Parsing comma and pipe in string

I am looking to parse a string that will look like the following:

14,255,255,255|15,255,0,0|16,0,157,25|17,18,213,274

I'm trying to see if the following code here will take care of this or if there is a better, faster way:

    char theString[] = "14,255,255,255|15,255,0,0|16,0,157,25|17,18,213,274";
    char *p          = theString;
    char *pipe;
    char *comma;

    while ((pipe = strtok_r(p, "|", &p)) != NULL)
        while ((comma = strtok_r(pipe, ",", &pipe)) != NULL)
           Serial.println(comma) //This should loop 4 times (ex. 14,255,255,255)
        }
       
        //Loop until its at the last "|"
    }

Does this seem like it will work or is there a better way of doing it?

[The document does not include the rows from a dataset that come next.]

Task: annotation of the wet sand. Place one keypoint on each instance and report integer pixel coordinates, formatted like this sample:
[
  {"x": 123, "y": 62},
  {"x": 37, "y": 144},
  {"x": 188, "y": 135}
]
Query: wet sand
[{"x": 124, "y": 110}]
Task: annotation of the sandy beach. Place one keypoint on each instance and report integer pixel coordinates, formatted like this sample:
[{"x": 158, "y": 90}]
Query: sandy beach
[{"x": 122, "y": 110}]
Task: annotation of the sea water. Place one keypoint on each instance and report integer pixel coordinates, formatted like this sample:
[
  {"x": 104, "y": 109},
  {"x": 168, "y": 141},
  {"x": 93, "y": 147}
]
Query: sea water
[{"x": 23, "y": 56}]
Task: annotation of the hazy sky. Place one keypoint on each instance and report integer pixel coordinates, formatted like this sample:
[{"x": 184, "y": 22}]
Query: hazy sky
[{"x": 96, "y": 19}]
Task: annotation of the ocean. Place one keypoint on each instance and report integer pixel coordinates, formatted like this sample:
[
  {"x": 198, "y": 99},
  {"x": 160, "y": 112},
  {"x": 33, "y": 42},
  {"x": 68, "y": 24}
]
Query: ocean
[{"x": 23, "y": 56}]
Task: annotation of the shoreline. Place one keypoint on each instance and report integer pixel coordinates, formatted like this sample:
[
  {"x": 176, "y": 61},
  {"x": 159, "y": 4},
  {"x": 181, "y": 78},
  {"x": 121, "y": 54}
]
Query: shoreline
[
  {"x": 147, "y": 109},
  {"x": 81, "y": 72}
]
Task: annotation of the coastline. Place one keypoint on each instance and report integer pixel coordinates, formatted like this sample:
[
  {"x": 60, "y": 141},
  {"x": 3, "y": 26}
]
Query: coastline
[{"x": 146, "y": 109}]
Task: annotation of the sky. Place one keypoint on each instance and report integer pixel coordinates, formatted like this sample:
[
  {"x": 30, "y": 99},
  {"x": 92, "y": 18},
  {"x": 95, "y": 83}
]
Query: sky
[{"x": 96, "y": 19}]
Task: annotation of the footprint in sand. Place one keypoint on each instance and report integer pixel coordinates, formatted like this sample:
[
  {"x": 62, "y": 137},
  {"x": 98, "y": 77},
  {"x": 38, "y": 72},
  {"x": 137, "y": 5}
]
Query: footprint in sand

Looks okay to me if you don't need to preserve the results:

void setup() {
  // put your setup code here, to run once:
  Serial.begin(9600);
  char theString[] = "14,255,255,255|15,255,0,0|16,0,157,25|17,18,213,274";
  char *p          = theString;
  char *pipe;
  char *comma;

  while ((pipe = strtok_r(p, "|", &p)) != NULL) {
    while ((comma = strtok_r(pipe, ",", &pipe)) != NULL) {
      Serial.print("  ");
      Serial.print(comma); //This should loop 4 times (ex. 14,255,255,255)
    }
    Serial.println();
    //Loop until its at the last "|"
  }
}

void loop() {

}

That doesn't look like correct use of strtok_r() to me (according to the documents.)
it returns "subsequent" token; I think you'll end up looking at the wrong token.
"subsequent calls should pass NULL as the first argument."
The third argument is for saving context; it's not clear whether you can point it back at the first argument.
my man page says this is replaced by "strsep"

Did you try it? Does it actually do what you want?

or if there is a better, faster way:

Of course there is a better way. The strtok_r() is the thread-safe re-entrant version of strtok(). It is bigger and slower and uses more memory that strtok(). And for what? So multiple threads can parse the same string at one time, without conflict. How many threads are you using on the Arduino?

Use strtok()!

I would use strtok() and split the string twice - once for the sections delimited by the pipe character and subsequently split each of those sections based on the commas

I presume the pipe character is intended to delimit groups - otherwise it might be easier to split on the comma first.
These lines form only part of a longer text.